Most parents – including myself – know little about the different researches into their own child's disease, unless invited on a trial or through media interest in a new report. However, positive results are often put to good use long before a report's publication.
Thus, little did I know that Blossom received her first doses of chemotherapy every ten days rather than every 21 (the standard treatment up to the mid-90s) because of the results of an earlier phase three trial that weren't even published until February 2008. Moreover, the doses of chemotherapy were 1.8 times stronger than previously, as both this and the 10-day interval between them had resulted in a higher survival rate.
Blossom was high-spirited throughout, even when the going was tough, and through constant extra hospitalisations. She enjoyed her relationship with the nurses, and took pride in being stoic when the unpleasant things were done to her. It made the whole thing more bearable as her parents.

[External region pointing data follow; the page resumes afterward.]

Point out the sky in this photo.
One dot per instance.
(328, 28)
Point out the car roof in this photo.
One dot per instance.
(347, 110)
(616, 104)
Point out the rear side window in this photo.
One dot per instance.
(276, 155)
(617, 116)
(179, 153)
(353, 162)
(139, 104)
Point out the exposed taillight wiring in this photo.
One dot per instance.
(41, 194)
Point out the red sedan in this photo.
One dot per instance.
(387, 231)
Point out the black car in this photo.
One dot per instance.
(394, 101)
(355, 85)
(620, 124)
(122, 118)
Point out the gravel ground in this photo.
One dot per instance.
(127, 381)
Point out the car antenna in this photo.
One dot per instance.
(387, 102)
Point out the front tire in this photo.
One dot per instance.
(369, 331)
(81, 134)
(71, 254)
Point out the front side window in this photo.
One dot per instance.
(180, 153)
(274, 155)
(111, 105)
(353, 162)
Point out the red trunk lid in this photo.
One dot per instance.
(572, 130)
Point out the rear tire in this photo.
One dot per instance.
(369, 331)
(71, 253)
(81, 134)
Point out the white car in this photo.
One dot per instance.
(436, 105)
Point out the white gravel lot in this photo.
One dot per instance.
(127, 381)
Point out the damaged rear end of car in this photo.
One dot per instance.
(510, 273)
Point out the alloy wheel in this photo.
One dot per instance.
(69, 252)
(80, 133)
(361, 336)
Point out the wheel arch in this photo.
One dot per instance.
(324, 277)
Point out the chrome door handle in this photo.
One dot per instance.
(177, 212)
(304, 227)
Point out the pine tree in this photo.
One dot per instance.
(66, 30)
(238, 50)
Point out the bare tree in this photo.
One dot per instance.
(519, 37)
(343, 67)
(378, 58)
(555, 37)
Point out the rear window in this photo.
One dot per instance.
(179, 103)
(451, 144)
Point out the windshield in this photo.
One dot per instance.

For eight weeks from August 2007, Blossom went into GOSH for high-dose chemotherapy and stem cell transplant. It was hard-going for her, but surprisingly jolly, too, with a rash of family birthdays. We often had tea parties on the open-roof playground, with Blossom trailing her feed or medication on a stand. When unattached, she donned wings and did a birthday dance.
In the first few days back we were told of another trial (run by the bone-marrow transplant team) and agreed she should take part. It studied the effectiveness of an anti-clotting agent in preventing and treating a life-threatening liver disease that can occur after high-dose therapy. The computer decreed that Blossom would be in the group that didn't get the drug. This was disappointing – though mercifully she didn't have liver problems. I later heard of another parent's distress at her child having to take yet another drug for weeks without any apparent benefit. That is the downside of a clinical trial, and one of the reasons some parents opt out.
Trials are not core NHS work. Doing them requires, in Dr Michalski's words, a "different mindset to usual on the ward", and dedicated staff who are "good clinical nurses and good data managers; data monitoring requirements are strict, and without clinical research nurses, studies don't happen".
Karen Howe became GOSH's first oncology research nurse in 2000. She has opened dozens of phase one and two trials and other supportive care and pharmacology studies. Tina Say stood in for Karen in 2007, and has recently become one of two leukaemia clinical nurse specialists, working on phase three trials. Her post and that of two new clinical research nurses for phase one and two trials will be funded for three years by the 2009 Kiss It Better appeal, which ran through last month.
Kiss It Better was founded in 2004 by Carmel Allen, a former journalist whose daughter was treated for neuroblastoma at GOSH, and who wanted to turn her experience into something positive. Along with University College London Hospital (which takes children aged 13 and over; GOSH takes newborns to 12 year olds), GOSH is part of the largest centre for children with cancer and leukaemia in Europe, and the third largest in the world.
New drugs for childhood cancers depend on the passion of doctors and scientists – there's little financial benefit because only one in 600 children is affected by cancer compared to one in three adults. Even so, there are "more and more trials coming through," Dr Michalski states. And most children with cancer are eligible for trials.
Blossom's cancer is currently in remission and she has been back at school for more than a year. She's mad about swimming, fairies and science club, and longs for a puppy. When she visited GOSH last month, I was delighted to see that the waiting area has been smartly revamped with a wall map showing each ward. Appearances may not matter as much as science, but they're jolly useful all the same.